E' un pastore di Orgosolo la seconda persona arrestata dai carabinieri per il colpo al Banco di Sardegna di Serramanna del 4 gennaio scorso. In manette, con l'accusa di rapina aggravata in concorso, è finito Mario Costantino Musina, 28 anni, residente a Orgosolo. Il provvedimento è stato richiesto dal sostituto procuratore Emanuele Secci e firmato dal Gip Giovanni Massidda. Musina è stato arrestato ieri pomeriggio nella sua abitazione. Ad inchiodarlo la prova del Dna recuperato dai numerosi reperti trovati subito dopo il colpo.

Le indagini dei carabinieri del Nucleo investigativo del comando provinciale di Cagliari, dopo l'arresto di Francesco Pira, bloccato dal maresciallo donna comandante della Stazione dei Carabinieri di Serramanna, non si sono mai fermate. Un'indagine "vecchio stile" come l'ha definita lo stesso comandante provinciale dei carabinieri, il colonnello Davide Angrisani: "E' stato un lavoro investigativo svolto in collaborazione con la Compagnia di Sanluri, il Comando Provinciale di Nuoro, le Stazioni di Orgosolo e Sarramanna e il Ris". Dai reperti trovati subito dopo la rapina è stato recuperato un profilo di Dna che è stato messo a confronto con quello di alcuni sospettati. Alcuni personaggi vicini a Pira, tra questi proprio Mario Costantino Musina. Il prelievo per la prova comparativa è stato effettuato la scorsa settimana e i risultati sono arrivati pochi giorni fa. Risultati che non hanno lasciato dubbi, tanto che la Procura ha chiesto e ottenuto il provvedimento restrittivo eseguito ieri pomeriggio. "Anche in questa occasione il lavoro delle Stazioni dei carabinieri è risultato fondamentale per le indagini condotte dai militari del nucleo investigativo - ha sottolineato il colonnello Angrisani. - La loro conoscenza del territorio è servita per stringere il cerchio attorno a una rosa di sospettati. Le indagini adesso proseguono per individuare l'ultimo rapinatore".

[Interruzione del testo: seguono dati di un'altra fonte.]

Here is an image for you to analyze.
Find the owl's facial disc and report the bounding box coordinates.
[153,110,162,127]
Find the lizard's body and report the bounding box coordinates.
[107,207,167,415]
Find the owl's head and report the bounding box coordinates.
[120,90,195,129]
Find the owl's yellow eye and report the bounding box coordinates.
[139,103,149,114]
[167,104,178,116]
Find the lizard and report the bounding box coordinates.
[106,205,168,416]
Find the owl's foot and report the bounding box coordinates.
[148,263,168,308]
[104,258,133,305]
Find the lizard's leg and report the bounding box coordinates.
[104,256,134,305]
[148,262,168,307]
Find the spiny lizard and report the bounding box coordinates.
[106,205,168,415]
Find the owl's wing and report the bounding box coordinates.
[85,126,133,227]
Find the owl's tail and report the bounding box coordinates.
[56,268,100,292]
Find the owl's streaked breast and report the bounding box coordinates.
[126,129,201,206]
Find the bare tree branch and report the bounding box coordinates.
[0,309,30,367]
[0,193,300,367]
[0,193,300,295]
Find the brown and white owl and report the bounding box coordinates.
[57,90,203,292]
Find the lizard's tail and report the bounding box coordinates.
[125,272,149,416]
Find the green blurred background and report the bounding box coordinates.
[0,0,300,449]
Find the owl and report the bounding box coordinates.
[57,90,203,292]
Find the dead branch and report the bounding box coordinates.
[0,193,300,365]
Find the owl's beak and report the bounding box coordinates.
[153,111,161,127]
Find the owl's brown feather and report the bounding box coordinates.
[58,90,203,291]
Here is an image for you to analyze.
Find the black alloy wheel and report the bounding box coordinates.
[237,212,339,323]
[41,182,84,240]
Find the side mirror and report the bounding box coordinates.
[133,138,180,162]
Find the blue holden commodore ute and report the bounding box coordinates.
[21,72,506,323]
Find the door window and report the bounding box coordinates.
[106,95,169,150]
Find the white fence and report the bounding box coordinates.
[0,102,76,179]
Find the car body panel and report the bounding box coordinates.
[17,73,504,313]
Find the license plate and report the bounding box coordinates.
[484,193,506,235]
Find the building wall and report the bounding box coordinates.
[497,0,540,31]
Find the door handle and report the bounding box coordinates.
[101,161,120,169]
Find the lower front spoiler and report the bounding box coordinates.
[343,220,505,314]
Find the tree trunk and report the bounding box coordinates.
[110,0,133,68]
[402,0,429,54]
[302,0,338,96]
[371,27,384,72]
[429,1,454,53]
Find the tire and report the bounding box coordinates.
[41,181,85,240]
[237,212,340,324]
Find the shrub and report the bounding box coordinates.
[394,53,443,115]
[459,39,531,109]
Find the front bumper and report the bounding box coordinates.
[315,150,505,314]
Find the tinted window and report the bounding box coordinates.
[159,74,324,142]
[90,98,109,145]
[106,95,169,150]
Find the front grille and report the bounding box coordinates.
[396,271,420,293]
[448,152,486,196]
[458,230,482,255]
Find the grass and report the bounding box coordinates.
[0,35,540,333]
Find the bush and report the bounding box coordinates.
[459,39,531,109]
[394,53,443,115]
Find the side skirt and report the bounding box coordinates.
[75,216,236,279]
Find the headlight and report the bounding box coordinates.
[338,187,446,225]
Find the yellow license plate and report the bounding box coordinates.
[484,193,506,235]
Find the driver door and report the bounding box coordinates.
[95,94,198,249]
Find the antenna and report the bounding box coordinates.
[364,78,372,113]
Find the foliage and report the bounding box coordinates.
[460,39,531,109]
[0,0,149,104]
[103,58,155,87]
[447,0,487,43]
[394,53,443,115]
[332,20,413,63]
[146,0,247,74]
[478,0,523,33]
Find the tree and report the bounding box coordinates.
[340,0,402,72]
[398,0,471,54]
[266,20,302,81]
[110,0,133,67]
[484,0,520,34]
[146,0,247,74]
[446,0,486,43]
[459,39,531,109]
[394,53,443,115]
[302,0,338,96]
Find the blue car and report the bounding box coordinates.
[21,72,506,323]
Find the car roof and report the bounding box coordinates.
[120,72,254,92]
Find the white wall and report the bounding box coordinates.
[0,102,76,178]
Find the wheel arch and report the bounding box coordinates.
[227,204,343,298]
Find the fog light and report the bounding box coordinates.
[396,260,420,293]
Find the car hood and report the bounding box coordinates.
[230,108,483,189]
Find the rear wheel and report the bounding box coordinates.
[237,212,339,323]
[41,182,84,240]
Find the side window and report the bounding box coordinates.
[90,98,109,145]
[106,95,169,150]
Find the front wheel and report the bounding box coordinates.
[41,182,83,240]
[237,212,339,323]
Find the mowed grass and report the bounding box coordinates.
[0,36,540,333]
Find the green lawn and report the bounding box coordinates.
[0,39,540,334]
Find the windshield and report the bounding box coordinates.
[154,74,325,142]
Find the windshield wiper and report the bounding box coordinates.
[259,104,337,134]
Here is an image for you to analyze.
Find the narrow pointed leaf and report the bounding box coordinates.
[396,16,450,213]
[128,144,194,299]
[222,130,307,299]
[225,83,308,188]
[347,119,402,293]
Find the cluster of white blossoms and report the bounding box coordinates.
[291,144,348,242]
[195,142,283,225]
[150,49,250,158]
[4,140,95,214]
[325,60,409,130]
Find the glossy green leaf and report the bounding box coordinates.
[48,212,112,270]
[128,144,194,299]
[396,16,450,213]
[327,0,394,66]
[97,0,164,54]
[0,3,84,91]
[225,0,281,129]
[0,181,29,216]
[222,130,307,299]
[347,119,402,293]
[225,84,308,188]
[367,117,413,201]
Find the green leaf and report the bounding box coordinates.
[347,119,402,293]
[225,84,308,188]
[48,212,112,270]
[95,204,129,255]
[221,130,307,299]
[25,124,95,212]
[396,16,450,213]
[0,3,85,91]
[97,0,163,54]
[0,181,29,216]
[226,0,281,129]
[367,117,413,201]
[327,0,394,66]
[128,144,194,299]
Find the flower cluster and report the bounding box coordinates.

LE INDAGINI - Secondo quanto riferito dai militari, Mario Costantino Musina alla vista dei carabinieri che si avvicinavano mentre si trovava in un bar di Orgosolo ha tentato di fuggire. I carabinieri del Nucleo investigativo del Reparto operativo del Comando provinciale di Cagliari e gli uomini della Stazione di Orgosolo lo hanno inseguito e catturato ieri pomeriggio dopo averlo tenuto sotto stretta osservazione per giorni. Il pastore sapeva di essere finito nel mirino degli investigatori: qualche giorno prima era stato convocato in caserma ed era stato sottoposto al tampone per tracciare il profilo del Dna. Proprio grazie al Dna e agli elementi recuperati dal Nucleo investigativo di Cagliari, in meno di venti giorni di indagini, è arrivata l'identificazione di Musina. Il suo profilo genetico è stato comparato con quello recuperato dal cappellino che i banditi avevano abbandonato insieme al bottino subito dopo il colpo.